伊達さんが学生の時、悪いことをして先生に怒られたんだけど、その時の先生のズボンのチャックが開いていた。それだけも面白いのに、
「あそこからポロッと出てきたりして」
と想像したら笑いが堪えられなくなってビンタされたという。
そんな経験などを、分かるなぁと思いながら聴いていた。
チャックを開けて怒る先生も悪いけど、ポロッと出てくるという想像をしてしまうというか、想像を抑えられないところ、本当によく分かる。

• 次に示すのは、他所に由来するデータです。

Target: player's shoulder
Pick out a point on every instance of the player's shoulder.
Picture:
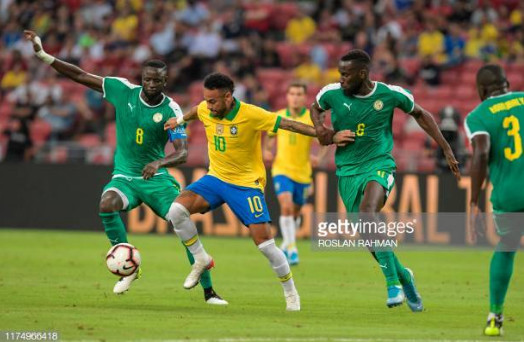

ボクは生活をしていて出会うシーンで、いろんな想像をしてしまう。
それは先日アップしたショートショート「ロボタ発進」でも分かってもらえると思う。

このトイレを見ると、ロボットとして動き出すところを想像せずにはいられない。

想像は笑える話に限らない。
例えば、深夜のコンビニで30歳前後のバシッとしたスーツを着た、仕事のできそうな女性が、弁当と缶酎ハイを買うシーンに遭遇すると勝手に想像が膨らんでしまう。
きっと一人暮らしだろうな、とか。
コンパクトだけど最新設備で便利な1DKのマンション。
2口のIHクッキングヒーターは、もう半年以上お湯を沸かすだけにしか使っていない。
色気のない部屋着に着替え、洗面所で化粧を落とし、コンタクトを外す。
部屋に戻ってテレビをつけ、弁当の包装を破っていると彼氏からのLINE。
「ごめん、今週末遊べなくなった」
またかと思ったけど、こっちも疲れていて休みたいので好都合だと思い直す。
つきあって何年だけ?2年半くらい?結婚までたどり着く勢いはもうないと思う。
缶酎ハイを一口飲んで、テレビをザッピング。
深夜のバラエティはうるさすぎて、録画していたドラマにする。
仕事中に来ていた母親からのLINEを確認する。
「今年のお盆は帰ってくるの?」
帰りたくないわけじゃないけど、まだ決めていない。だからこうやって聞かれると、心が少し重くなる。

とかなんとか。
本当に勝手な想像なんだけど、そんな彼女をみながら、心の中で「がんばれよ」と呟く。
そんな想像が溢れてくるようなシーンは、生活の中にたくさん隠れている。
ファミリーレストランで無言で食事をする、お父さんと小学校低学年くらいの男の子。
カフェで話をする3人のママ友らしきグループの、やたらと偉そうに足を組んで話す化粧の濃い女性。
夕焼けの中、微妙な距離を保って話しながら歩く中学生の男女。
港町の路地裏をなにか目的がありそうに歩く野良猫。
別に想像しようとしているわけじゃないけど、油断しているとなぜか溢れてくることがある。

そんなボクが苦手なこと。
それは、羊を数えること。
寝られないときに数えるアレです。
英語で、One sheep, Tow sheepと数えると、「シーーープ」の響きで眠くなるから、「羊が一匹」では意味がないらしいけど。
でも子供の頃は羊を数えると眠くなるって聞いてたから、真面目に数えたりしたわけですよね。
頭の中にひしめく羊たちを、一匹ずつ隣の空き地に誘導する。
羊が一匹
羊が二匹
羊が三匹、あたりで一匹目の羊が戻ってこようとする。いやいや、ダメダメ、そっちに行きなさいと引っ張っているうちに、ひしめいている方から勝手に移動してくるやつも出てくる。コラコラ、勝手に来るな。数が分からなくなるじゃないか。あれ?あいつなんかおかしい。羊じゃなくてヤギ?
とかなんとかやっているうちに、もう羊の群れはぐちゃぐちゃ。遠くに脱走しているやつもいるし。あー、もういいや、勝手にしろ。

だから、羊を数えるのは今でも苦手。
羊飼いにはなれないな。
なんのこっちゃ。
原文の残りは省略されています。